1. Taubira Kanunu 2001: Köleliği insanlık suçu olarak tanımlayan ve karşı görüşe yasak ve ceza.
2. Devlet Kanunu 2001: "Fransa, 1915 Ermeni soykırımını açıkça tanır" diyen kanun. Devlet kanunu olduğu için ceza hukukunda bir yaptırımı yoktu.
Bugün gündeme gelen "Karşı görüşe ceza"; onu tamamlamak, o bildiricilerin deyişiyle, "Tarihi biraz daha rehin kılmak" için kotarılan kanun.
Ve ırkçılık, kölelik, soykırım gibi insanlık suçlarına dair vaka ile kavramların "kötülük yükü" ne karşı hassasiyet bir yana;
"Sömürgecilik" gibi bir kötülüğün "olumlu rolü" nü dahi yüzde 64 onaylayan azıcık kafayı yemiş bir kamuoyu mevcut.

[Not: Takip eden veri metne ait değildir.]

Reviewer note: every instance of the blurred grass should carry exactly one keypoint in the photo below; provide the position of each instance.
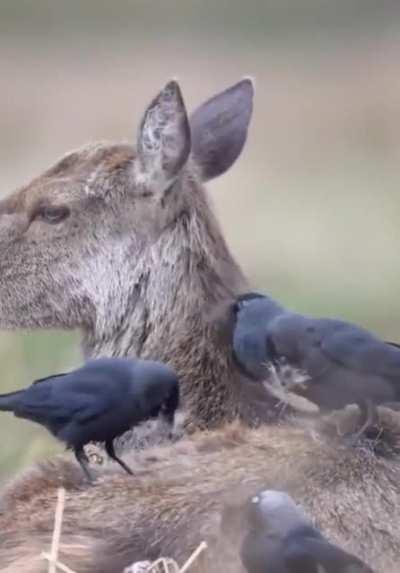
(312, 208)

Sadece lise artı en az iki yıllık eğitimlilerde yüzde 45'e düşebilen, daha düşük eğitim seviyelerinde ise yüzde 70'lere çıkan bir kamuoyu.
"Demokrasiler" i abartmamalı; ama o tarihçiler ve benzerlerini düşününce de, küçümsememeli!
Tartışmalarda ilginç bir tez de şuydu:
"Fransa devleti, Yahudilerin toplanması, kamplara nakli ve katlinden bir şekilde sorumludur. Aynı şekilde, kölelikten de. O yüzden bunlarla ilgili kanun mümkündür. Oysa, Ermeni soykırımı, olmuşsa dahi, Fransa'yı ilgilendirmez. Tamamen politiktir."
Ama yine, her türlü görüş ve tartışmanın kamusal alanda bulunabilmesini savunan "Tarihçiler" inkine dönersek;
Dönelim, çünkü "Biz" de de bunu açık yüreklilikle savunabilecek kaç yiğit, kaç vicdan, kaç ikiyüzlülükten azade kafa var, merak konusudur. Özellikle devlet, siyaset, bürokrasi, üniversite, medya dünyası ile o dünyaların gölgesindeki çoğumuzda.
Düşünce yönetilemez, düşünceye hükmedilemez.
1. Tarihe birtakım dogmalar sabitlenemez.
2. Geçmişle kesintisiz ve çok sesli diyalog yok edilemez.
3. Suç, mahkemelerin işidir.
4. Özel durumların kolektif hatıralarının herhangi bir biçimi ceza konusu olamaz.
5. Siyaset hayatında, edebiyat ve tarih yazımında kamusal özgürlükler kısıtlanamaz.
6. Tartışma özgürlüğüne inancımız yoksa, cumhuriyet kelimesi tüm manasını kaybeder.
Bu vesileyle son maddeyi bir kez daha, "cumhuriyet" in atası sayılan Fransızlara ve burada özgürlüklere, karşı fikirlere, tartışmalara, tarihin farklı yorumlarına hem de "Cumhuriyet" adına sopa sallayan, ceza üstüne ceza dayayan "Cumhuriyete Firansızlar" a arz edebilir miyim:
"Tartışma özgürlüğüne inancımız yoksa, cumhuriyet kelimesi tüm manasını kaybeder."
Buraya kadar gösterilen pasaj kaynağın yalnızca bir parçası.